Sex Addicts Anonymous, page 81
In my pursuit of religious learning and spiritual fellowship, I have often been frustrated by the admissions requirements of the organized institutions. For several years of a prison sentence, I worked in the chaplain’s office as a clerk. In this position I was exposed to a wide variety of religious organizations. During this time, a close friend of mine wanted to deepen his commitment to a specific practice. He was blocked by a complex initiation ceremony and by the sewing of a religious garment, which the prison authorities would not approve. Neither the prison nor the religious authority would budge on this situation. As a result, he was incapable of being recognized as a member of the religion he loved.

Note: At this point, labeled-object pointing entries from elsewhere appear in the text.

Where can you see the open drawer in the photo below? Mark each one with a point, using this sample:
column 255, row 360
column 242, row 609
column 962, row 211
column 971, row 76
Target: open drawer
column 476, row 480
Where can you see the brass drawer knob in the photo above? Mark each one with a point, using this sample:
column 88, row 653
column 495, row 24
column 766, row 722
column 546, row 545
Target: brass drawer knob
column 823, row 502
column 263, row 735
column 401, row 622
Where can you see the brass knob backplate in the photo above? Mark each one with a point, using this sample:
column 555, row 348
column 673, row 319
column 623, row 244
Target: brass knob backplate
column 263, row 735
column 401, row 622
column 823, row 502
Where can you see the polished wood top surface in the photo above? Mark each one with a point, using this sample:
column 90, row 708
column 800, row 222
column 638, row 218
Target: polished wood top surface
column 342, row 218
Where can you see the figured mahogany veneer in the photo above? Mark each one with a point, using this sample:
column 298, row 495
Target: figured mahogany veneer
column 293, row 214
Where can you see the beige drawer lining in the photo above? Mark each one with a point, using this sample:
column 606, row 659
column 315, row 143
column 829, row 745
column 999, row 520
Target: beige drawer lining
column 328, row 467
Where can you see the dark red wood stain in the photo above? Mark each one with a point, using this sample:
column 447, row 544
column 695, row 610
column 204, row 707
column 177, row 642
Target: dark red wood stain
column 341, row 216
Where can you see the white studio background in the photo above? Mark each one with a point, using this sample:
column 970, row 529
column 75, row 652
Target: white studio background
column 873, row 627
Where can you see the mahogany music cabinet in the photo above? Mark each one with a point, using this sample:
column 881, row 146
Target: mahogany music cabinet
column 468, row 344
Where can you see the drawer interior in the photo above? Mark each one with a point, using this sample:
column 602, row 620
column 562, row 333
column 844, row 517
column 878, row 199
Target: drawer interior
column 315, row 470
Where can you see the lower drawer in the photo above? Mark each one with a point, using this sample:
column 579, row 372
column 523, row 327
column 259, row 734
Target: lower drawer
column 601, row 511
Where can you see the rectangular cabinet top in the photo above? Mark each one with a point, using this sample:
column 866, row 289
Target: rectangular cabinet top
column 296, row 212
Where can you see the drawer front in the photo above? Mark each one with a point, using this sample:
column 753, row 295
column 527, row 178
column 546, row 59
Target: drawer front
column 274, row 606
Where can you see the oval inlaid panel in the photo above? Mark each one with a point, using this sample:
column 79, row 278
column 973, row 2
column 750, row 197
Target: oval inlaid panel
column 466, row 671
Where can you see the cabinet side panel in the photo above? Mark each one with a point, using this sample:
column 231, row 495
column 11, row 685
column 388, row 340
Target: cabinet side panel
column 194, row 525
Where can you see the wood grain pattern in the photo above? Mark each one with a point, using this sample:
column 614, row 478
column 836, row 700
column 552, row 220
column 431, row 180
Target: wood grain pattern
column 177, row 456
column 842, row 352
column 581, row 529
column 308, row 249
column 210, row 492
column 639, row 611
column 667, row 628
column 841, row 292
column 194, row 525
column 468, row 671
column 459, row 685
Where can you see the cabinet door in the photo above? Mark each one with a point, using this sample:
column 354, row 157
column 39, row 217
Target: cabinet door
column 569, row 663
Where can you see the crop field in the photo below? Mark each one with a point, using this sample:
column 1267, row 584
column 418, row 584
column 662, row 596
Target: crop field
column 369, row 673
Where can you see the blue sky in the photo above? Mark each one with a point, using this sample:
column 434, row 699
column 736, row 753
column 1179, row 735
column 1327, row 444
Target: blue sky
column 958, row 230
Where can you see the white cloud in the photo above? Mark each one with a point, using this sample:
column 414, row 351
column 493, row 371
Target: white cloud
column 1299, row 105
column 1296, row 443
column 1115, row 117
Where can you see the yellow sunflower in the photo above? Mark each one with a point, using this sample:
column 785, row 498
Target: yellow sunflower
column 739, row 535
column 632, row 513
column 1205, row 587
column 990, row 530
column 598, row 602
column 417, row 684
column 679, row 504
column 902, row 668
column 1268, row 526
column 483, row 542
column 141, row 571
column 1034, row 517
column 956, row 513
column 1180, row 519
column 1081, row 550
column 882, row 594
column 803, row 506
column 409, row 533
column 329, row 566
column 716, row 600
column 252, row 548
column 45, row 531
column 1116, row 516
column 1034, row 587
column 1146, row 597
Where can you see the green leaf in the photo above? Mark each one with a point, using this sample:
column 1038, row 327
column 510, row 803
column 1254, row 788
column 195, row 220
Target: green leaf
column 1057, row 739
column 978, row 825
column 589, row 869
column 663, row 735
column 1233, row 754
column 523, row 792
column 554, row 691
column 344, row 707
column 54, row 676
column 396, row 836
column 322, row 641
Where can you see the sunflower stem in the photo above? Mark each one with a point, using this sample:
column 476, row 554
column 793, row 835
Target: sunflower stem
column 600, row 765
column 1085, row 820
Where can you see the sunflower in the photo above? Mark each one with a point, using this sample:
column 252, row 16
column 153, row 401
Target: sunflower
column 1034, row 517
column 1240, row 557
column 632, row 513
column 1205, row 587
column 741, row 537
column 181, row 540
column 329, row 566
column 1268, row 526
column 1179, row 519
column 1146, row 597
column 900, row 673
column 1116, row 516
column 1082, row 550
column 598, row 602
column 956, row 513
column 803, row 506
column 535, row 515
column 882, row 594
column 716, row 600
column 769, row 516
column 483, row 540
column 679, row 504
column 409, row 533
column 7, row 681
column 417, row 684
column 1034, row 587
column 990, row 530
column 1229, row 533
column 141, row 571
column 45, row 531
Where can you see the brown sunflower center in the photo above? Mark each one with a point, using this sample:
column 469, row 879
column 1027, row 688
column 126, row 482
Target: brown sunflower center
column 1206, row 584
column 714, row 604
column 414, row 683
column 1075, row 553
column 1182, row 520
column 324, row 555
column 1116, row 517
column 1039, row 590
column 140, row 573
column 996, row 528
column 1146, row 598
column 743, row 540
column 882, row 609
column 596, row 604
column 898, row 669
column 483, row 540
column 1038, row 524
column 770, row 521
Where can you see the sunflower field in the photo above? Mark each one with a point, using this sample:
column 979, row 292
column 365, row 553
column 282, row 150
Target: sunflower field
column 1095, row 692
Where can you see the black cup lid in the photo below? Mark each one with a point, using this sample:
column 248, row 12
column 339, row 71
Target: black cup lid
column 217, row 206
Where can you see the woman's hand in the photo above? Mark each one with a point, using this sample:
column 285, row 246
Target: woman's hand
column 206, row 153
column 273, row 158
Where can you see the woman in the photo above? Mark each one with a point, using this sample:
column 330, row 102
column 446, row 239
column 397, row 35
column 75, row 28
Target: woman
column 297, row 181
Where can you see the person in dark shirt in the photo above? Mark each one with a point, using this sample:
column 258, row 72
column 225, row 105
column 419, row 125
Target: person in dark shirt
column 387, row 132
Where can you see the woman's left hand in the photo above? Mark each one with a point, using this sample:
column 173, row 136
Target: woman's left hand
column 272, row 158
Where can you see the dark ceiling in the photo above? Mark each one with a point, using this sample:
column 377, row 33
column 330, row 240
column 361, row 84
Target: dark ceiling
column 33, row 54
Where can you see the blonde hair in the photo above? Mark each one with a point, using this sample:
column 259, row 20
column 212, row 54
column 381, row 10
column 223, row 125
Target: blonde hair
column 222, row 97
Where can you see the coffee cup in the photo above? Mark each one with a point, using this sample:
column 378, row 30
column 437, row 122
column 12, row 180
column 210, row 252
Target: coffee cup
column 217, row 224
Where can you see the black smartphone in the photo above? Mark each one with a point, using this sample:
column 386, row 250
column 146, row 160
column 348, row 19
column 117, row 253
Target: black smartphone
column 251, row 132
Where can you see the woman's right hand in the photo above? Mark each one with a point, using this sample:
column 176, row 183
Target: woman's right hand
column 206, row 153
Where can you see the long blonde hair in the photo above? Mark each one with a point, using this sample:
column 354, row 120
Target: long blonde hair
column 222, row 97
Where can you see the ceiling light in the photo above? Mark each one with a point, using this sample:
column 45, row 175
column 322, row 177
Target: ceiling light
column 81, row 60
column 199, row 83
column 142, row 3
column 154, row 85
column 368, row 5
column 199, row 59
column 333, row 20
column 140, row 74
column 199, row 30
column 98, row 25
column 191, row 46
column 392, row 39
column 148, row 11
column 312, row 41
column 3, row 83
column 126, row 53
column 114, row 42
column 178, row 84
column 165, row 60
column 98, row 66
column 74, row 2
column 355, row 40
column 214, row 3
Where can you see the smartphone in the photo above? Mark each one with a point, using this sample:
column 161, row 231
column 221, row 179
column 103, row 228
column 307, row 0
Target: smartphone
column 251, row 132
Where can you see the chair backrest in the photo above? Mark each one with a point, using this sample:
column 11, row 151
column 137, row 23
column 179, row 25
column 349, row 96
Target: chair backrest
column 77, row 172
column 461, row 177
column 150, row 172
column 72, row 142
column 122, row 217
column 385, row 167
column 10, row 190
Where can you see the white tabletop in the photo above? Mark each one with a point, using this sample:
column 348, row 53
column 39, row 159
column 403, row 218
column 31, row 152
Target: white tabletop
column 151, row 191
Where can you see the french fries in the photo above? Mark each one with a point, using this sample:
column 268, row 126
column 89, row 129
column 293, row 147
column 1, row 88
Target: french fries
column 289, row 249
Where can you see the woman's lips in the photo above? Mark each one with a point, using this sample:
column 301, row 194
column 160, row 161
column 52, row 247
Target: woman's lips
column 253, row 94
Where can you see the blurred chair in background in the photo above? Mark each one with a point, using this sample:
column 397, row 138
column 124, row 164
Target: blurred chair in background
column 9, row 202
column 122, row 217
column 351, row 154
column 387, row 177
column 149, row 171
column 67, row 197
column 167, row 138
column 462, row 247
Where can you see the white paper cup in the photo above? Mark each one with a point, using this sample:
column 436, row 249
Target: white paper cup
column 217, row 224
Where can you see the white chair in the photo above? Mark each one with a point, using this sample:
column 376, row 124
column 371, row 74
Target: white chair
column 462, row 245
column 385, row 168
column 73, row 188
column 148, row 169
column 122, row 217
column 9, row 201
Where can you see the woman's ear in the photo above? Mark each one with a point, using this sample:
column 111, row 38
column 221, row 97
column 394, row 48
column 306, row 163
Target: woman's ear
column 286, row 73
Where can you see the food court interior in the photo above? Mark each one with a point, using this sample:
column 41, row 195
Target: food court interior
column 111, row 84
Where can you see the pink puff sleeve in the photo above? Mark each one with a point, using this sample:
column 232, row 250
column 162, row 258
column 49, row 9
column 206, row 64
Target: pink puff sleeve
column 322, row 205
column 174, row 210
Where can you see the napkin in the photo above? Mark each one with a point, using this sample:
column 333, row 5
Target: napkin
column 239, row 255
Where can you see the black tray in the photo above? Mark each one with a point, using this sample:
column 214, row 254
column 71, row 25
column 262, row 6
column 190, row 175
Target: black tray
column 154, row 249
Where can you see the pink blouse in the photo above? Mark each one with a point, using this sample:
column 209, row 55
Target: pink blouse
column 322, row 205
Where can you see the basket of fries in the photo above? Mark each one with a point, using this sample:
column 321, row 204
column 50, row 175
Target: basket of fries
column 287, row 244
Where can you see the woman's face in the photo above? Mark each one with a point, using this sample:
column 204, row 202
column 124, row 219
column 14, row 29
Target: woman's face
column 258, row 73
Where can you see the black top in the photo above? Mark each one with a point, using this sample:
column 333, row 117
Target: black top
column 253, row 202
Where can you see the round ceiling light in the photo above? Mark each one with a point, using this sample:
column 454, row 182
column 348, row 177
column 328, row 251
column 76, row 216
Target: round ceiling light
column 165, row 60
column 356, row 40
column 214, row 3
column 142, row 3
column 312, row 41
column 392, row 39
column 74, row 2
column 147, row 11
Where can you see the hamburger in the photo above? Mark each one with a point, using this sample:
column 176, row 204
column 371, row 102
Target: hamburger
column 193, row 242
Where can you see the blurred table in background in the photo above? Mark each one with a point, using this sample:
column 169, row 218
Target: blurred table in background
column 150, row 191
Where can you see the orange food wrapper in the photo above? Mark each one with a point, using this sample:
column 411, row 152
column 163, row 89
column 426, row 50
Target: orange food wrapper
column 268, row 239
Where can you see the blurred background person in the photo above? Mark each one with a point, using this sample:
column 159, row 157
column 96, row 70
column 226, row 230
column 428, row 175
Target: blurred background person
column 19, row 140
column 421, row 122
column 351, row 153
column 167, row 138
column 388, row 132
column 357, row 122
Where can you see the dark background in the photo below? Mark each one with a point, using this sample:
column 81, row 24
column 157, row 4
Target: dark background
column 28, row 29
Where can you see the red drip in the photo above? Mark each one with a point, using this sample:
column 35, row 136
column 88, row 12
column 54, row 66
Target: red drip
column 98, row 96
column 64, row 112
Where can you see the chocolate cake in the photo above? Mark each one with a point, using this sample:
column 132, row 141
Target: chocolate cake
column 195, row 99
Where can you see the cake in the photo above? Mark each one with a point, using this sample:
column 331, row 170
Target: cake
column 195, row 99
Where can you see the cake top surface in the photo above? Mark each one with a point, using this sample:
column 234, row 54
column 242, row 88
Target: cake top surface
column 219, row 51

Thankfully, I’ve never experienced any membership requirements except the desire to stop addictive sexual behavior, or any initiation ceremonies in Sex Addicts Anonymous. I have been a member from the moment I declared myself one. Nobody can declare me out. No matter who I am, no matter how grave my emotional complications—or even my crimes—Sex Addicts Anonymous can’t deny me membership. What’s more, Sex Addicts Anonymous doesn’t want to keep me out. I am welcome here, just as I am.
Do I offer the same welcome to newcomers that I received that desperate day at my first meeting?